“O teu pai é um terrorista; tu tens sangue terrorista; logo, tu és um terrorista”. Este é o argumento usado. Quando tinha sete anos, o pai, um homem bondoso e divertido, foi preso. A partir da prisão, o pai de Zak Ebrahim coordenou o ataque terrorista ao World Trade Center, em Nova Iorque, em 1993. “Assim que o meu pai foi para a prisão, a minha família começou a receber ameaças de morte — queriam vingar-se do meu pai, matando os seus filhos”, conta.

O norte-americano esteve na Alfândega para a décima edição do TEDxPorto, que este ano juntou 1.300 pessoas para falar de confiança. Numa conversa emotiva, o orador contou a sua história e de como o sangue que traz nas veias pouco tem a ver com o coração que traz no peito.

“Tive ocasiões em que pensava poder confiar em alguém o suficiente para lhes dizer quem sou e elas sacaram de uma faca para me atacar, dizendo: 'estaria a fazer um favor aos Estados Unidos se te matasse’”, desabafa Zak ao SAPO24.

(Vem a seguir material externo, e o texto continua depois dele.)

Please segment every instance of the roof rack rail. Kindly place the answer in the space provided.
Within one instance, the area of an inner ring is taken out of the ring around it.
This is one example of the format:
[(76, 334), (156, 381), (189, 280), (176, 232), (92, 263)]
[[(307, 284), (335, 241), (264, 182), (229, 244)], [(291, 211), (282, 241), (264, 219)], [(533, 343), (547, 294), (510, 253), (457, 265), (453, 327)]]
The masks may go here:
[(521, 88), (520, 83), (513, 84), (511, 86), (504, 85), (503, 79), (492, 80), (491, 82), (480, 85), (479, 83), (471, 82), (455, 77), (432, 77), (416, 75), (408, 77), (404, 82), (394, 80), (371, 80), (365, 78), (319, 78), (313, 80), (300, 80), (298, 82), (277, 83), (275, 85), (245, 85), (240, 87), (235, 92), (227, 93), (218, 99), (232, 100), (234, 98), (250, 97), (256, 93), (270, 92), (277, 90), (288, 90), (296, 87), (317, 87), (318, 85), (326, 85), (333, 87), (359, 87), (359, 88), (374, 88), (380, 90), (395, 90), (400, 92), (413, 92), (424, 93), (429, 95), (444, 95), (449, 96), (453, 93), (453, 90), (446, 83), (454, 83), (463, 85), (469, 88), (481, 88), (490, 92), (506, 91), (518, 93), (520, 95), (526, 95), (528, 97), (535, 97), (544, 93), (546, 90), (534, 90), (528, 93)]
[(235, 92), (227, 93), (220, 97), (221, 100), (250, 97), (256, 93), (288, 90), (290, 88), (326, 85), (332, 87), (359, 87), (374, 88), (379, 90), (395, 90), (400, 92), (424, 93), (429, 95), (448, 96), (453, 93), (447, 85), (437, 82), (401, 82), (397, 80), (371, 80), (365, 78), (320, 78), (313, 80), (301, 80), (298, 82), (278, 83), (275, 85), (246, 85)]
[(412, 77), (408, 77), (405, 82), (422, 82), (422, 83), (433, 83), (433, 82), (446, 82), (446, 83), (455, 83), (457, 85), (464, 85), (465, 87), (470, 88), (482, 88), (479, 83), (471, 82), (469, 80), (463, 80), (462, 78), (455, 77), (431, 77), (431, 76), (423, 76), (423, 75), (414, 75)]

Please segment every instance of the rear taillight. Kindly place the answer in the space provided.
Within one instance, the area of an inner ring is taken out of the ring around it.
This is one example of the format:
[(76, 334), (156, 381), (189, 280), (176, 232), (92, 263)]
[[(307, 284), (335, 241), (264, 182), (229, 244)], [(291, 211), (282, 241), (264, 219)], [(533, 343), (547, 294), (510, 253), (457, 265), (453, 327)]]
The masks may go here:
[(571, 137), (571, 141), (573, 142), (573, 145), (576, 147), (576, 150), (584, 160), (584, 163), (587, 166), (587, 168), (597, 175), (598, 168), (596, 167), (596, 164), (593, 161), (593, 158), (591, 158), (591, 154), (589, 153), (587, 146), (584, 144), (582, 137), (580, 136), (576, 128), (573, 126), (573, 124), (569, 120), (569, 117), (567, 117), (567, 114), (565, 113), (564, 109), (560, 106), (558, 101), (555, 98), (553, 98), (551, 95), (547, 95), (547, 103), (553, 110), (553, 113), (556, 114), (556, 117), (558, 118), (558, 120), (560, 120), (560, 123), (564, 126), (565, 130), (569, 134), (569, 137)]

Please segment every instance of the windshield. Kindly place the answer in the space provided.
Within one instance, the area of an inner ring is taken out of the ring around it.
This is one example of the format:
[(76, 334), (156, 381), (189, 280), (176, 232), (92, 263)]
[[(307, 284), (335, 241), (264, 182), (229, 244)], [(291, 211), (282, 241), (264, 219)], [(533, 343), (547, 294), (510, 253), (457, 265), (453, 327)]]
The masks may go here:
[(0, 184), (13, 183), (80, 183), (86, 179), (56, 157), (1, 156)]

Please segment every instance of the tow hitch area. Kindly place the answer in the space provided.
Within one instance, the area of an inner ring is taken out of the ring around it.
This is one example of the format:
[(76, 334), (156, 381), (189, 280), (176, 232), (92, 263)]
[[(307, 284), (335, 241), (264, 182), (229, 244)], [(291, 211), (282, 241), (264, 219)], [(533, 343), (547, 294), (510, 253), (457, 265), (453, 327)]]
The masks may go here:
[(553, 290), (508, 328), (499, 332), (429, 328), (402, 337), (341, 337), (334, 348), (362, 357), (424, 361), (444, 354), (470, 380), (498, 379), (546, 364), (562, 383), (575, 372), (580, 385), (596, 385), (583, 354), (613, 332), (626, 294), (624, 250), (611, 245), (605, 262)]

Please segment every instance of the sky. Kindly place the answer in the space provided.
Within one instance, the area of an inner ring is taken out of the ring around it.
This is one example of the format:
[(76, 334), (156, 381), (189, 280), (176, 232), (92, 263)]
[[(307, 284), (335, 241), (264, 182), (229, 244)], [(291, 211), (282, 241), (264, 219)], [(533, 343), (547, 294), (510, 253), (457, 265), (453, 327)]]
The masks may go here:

Ainda assim, decidiu que ia falar do pai em público. “Sabia que iria haver algumas pessoas que me iam odiar por eu ser filho do meu pai. Porém, não será exagero dizer que 99,9999% das reações das pessoas têm sido esmagadoramente positivas. É muito raro receber qualquer tipo de 'hate mail' [mensagens ofensivas].”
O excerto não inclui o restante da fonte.